As the movement prepares for the National Day of Action on November 30, we embark on the third, final and, perhaps most difficult phase of the Rights at Work campaign.

From the moment John Howard unveiled his nasty plans, there has always been three stages that needed to be navigated - awareness, impact and solution.

Tracy, the mum in the TV ad being dragged into work, bought awareness into the nation's lounge rooms and took ten points off the PM. The government's own ham-fisted $56 million campaign shaved another ten. Awareness of changes went from less than 10 per cent to more than 90 per cent in a matter of months.
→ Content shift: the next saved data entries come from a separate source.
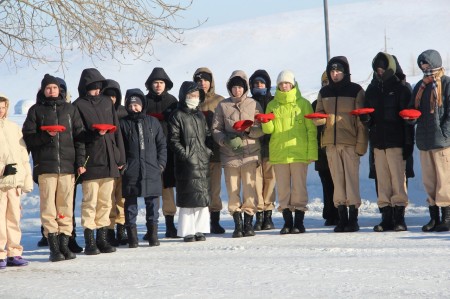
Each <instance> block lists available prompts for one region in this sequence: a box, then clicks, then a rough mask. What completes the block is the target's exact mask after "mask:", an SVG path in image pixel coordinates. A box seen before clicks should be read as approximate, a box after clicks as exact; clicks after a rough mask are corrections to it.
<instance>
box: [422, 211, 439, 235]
mask: <svg viewBox="0 0 450 299" xmlns="http://www.w3.org/2000/svg"><path fill="white" fill-rule="evenodd" d="M428 210H429V212H430V218H431V219H430V221H429V222H428V223H427V224H425V225H424V226H422V231H424V232H432V231H434V230H435V228H436V226H438V225H439V224H440V223H441V220H440V217H439V207H438V206H429V207H428Z"/></svg>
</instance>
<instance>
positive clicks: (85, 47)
mask: <svg viewBox="0 0 450 299" xmlns="http://www.w3.org/2000/svg"><path fill="white" fill-rule="evenodd" d="M192 1H193V0H190V1H184V2H185V3H186V4H179V3H178V4H170V3H174V2H175V1H170V0H68V1H65V0H35V1H33V0H29V1H27V0H0V63H4V64H6V65H7V66H8V67H15V68H17V67H18V66H21V65H23V64H28V65H32V66H36V65H38V64H41V63H52V62H53V63H58V66H59V67H62V68H63V69H64V68H65V62H66V61H65V57H66V54H68V53H69V52H70V53H76V54H80V55H83V56H88V57H90V58H91V59H92V60H94V59H100V60H106V59H111V60H115V61H118V62H121V63H124V62H125V57H128V58H129V57H130V55H131V57H132V58H134V59H142V60H150V58H151V57H152V56H153V55H154V54H155V53H154V49H153V42H154V40H155V39H156V38H158V37H163V38H166V39H168V40H170V41H172V42H174V43H182V42H183V40H182V38H183V33H184V31H185V30H186V29H191V28H193V27H197V26H200V25H201V24H202V22H204V21H202V22H200V21H198V23H197V24H195V25H194V26H193V27H190V28H181V27H178V26H175V25H174V24H175V22H176V20H177V19H178V18H180V17H181V13H183V12H184V11H186V10H187V9H189V7H190V6H191V5H192Z"/></svg>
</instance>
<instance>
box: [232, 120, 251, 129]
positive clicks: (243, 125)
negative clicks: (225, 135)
mask: <svg viewBox="0 0 450 299" xmlns="http://www.w3.org/2000/svg"><path fill="white" fill-rule="evenodd" d="M252 125H253V121H252V120H249V119H246V120H239V121H237V122H235V123H234V125H233V129H235V130H236V131H245V130H246V129H247V128H249V127H251V126H252Z"/></svg>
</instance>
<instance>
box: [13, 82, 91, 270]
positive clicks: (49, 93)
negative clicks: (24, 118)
mask: <svg viewBox="0 0 450 299" xmlns="http://www.w3.org/2000/svg"><path fill="white" fill-rule="evenodd" d="M36 102H37V103H36V104H35V105H33V106H32V107H31V108H30V109H29V110H28V114H27V118H26V120H25V122H24V124H23V128H22V132H23V136H24V140H25V142H26V144H27V147H28V150H29V151H31V152H32V153H33V163H34V168H35V169H34V172H35V173H34V174H35V175H36V176H37V179H38V184H39V191H40V201H41V202H40V209H41V223H42V226H43V227H44V235H45V237H46V238H47V239H48V243H49V245H50V260H51V261H52V262H56V261H61V260H65V259H73V258H75V254H74V253H73V252H72V251H71V250H70V249H69V247H68V245H69V237H70V236H71V235H72V231H73V222H72V219H73V192H74V188H75V169H77V172H78V174H82V173H83V172H84V170H85V169H84V167H83V164H84V161H85V160H84V159H85V146H84V143H83V142H82V138H83V133H84V126H83V122H82V119H81V117H80V114H79V113H78V110H77V109H76V108H75V107H73V106H72V105H71V104H70V103H67V102H66V101H65V99H64V98H63V97H62V96H61V93H60V86H59V82H58V80H57V79H56V78H55V77H53V76H50V75H49V74H46V75H45V76H44V78H43V80H42V82H41V89H40V90H39V92H38V94H37V101H36ZM55 125H59V126H61V127H60V129H61V130H60V131H58V129H59V128H57V127H55Z"/></svg>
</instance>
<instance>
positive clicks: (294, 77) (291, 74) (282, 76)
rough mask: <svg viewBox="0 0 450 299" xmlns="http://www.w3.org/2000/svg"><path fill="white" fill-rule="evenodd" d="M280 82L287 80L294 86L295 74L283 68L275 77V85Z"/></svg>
mask: <svg viewBox="0 0 450 299" xmlns="http://www.w3.org/2000/svg"><path fill="white" fill-rule="evenodd" d="M281 82H288V83H291V84H292V86H295V76H294V73H293V72H292V71H290V70H284V71H282V72H281V73H280V74H279V75H278V78H277V86H278V84H280V83H281Z"/></svg>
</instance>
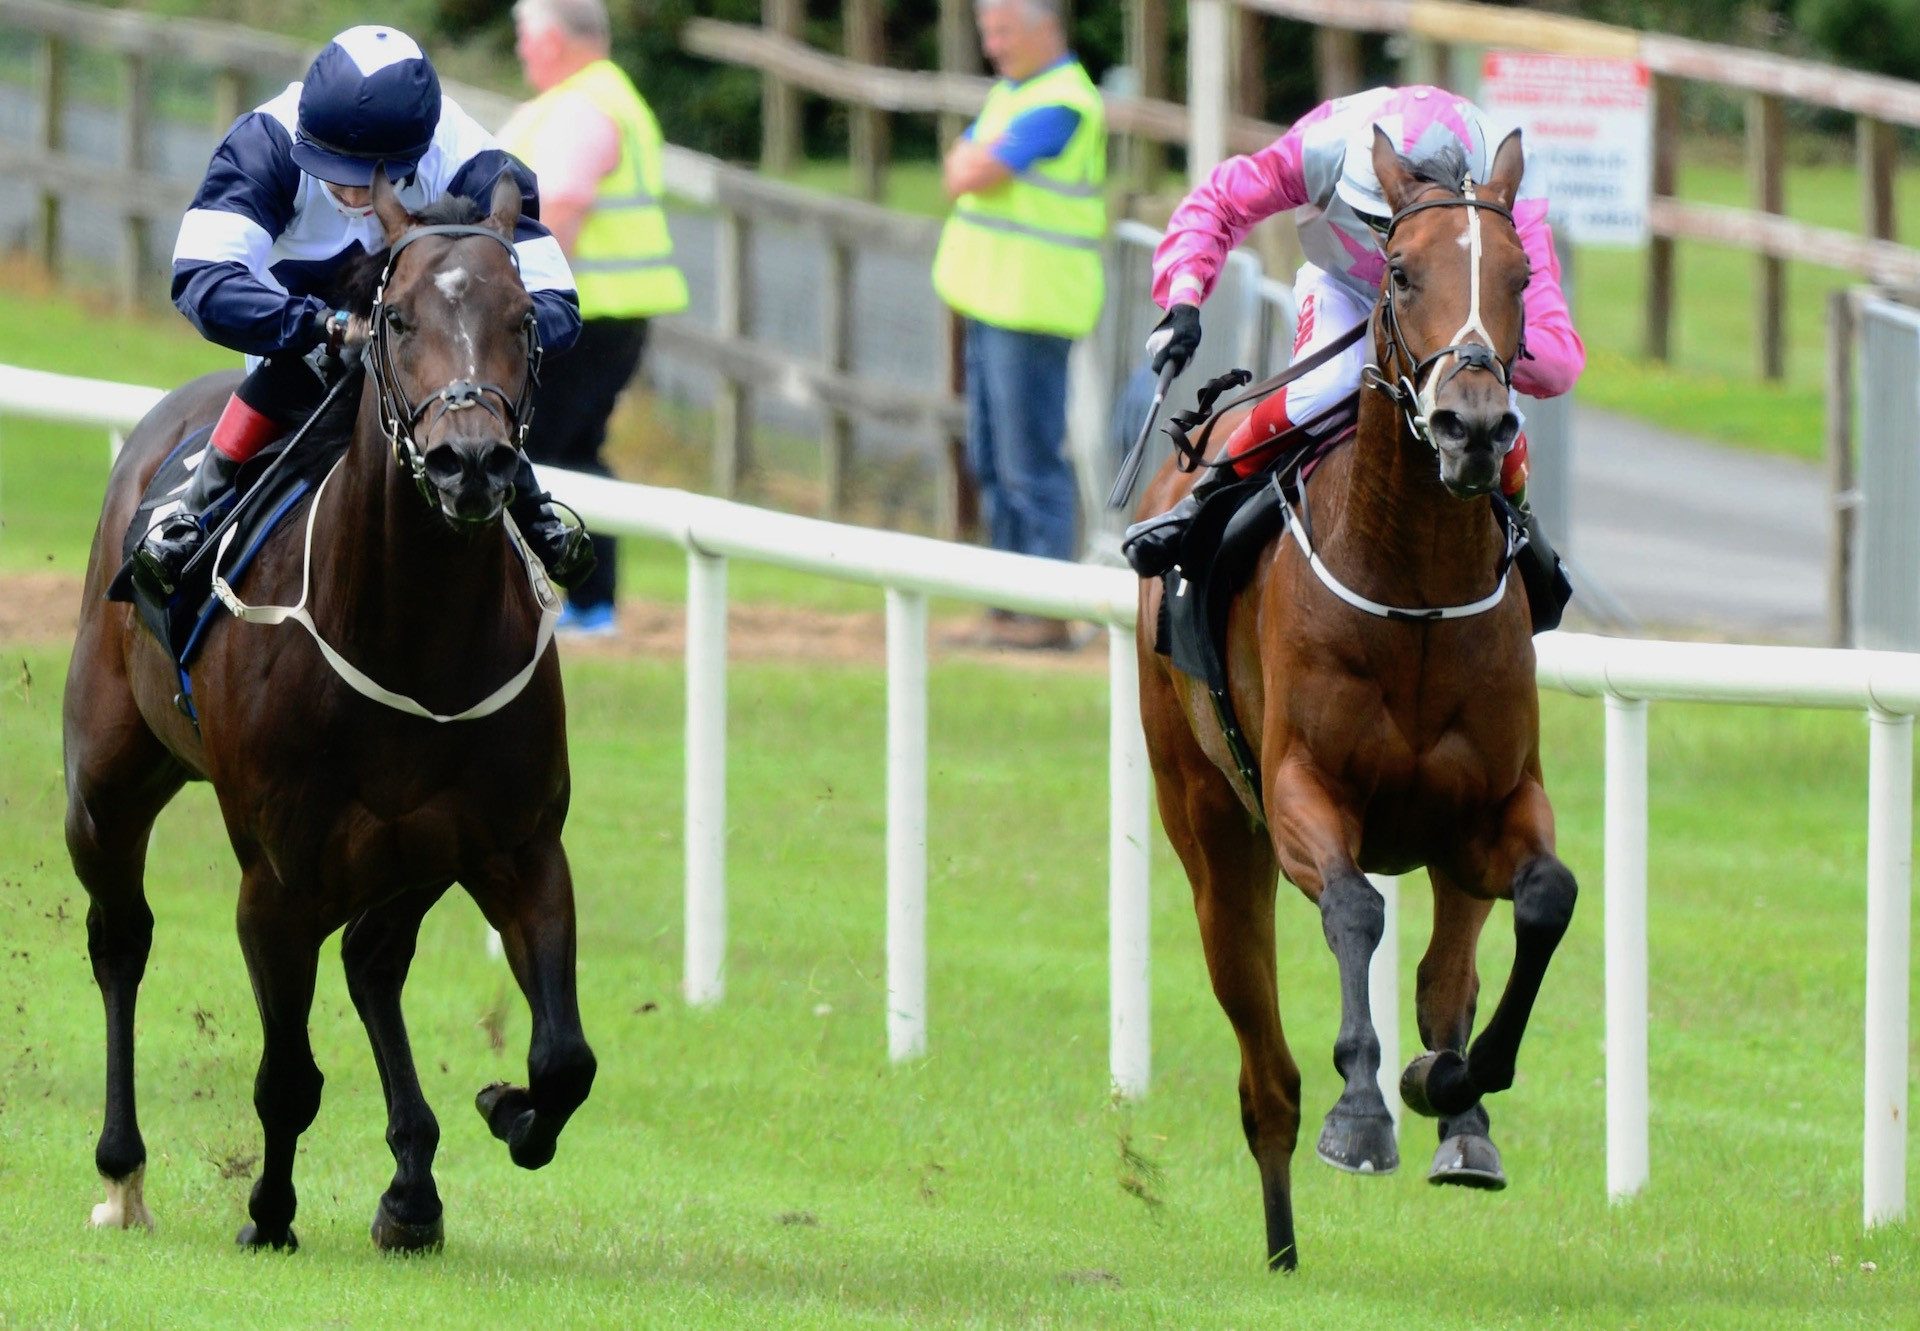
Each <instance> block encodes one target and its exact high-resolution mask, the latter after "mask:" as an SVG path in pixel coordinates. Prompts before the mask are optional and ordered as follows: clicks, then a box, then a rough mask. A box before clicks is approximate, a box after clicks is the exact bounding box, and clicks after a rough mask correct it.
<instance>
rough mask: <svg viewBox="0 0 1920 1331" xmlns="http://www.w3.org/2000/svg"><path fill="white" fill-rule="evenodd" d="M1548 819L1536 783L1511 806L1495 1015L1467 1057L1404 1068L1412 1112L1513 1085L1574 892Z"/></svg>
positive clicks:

The real victims of WorkChoices charted the impact across the workforce and, despite some of the conservative boosters saying the issue hasn't really bitten, WorkChoices is being implemented with the spread of AWAs and arbitrary sackings and while few workers will put their heads up, everyone seems to know a victim.

Which brings us to November 30 and the launch of the political phase of the campaign; the phase where unions must entrust the industrial movement's political wing on delivering a government that will restore rights at work.

The mistake as we enter this phase is thinking of the Rights at Work campaign as being about the 'issue' of industrial relations. To be effective it must be about much more than that.

Rights at Work is a frame for the politics of the next 12 months - a frame that aligns the Labor Party with working Australians and their families and the Howard Government with the interests of big business.

This is an important distinction - if IR is just another issue, it can be swamped by the nuclear debate, or interest rates or whatever moral panic the Howard Government cares to manufacture.

But if it becomes a broader frame, these issues can be absorbed. Take nuclear and climate change - rather than being drawn into the science of fission, the pointed response is the Howard Government is putting the interests of the nuclear industry - that is big business - ahead of the interests of working Australians.

There are a whole series of issues that fit this frame - issues that are of broad community concern, but struggle for sustained oxygen.

From the skills crisis to off-shoring of local jobs; from section 457 abuses to private equity takeovers of icons like Qantas and Coles Myer scratch the service and in each instance, the government sides with big business against the interests of working Australians.

The challenge of the political phase of the campaign is to seize this opportunity and define the choice for the next election along these lines.

That means talking about working Australians, not the retro class cringe of 'middle Australia'; it also means discarding the language of 'employees' and bringing contractors and small business people into the family of Australians who get up and go to work each day.

Get these concepts straight and it won't really matter who is leading the show, the Labor Party has the opportunity to win back its base and end the Howard Era. It starts on Thursday.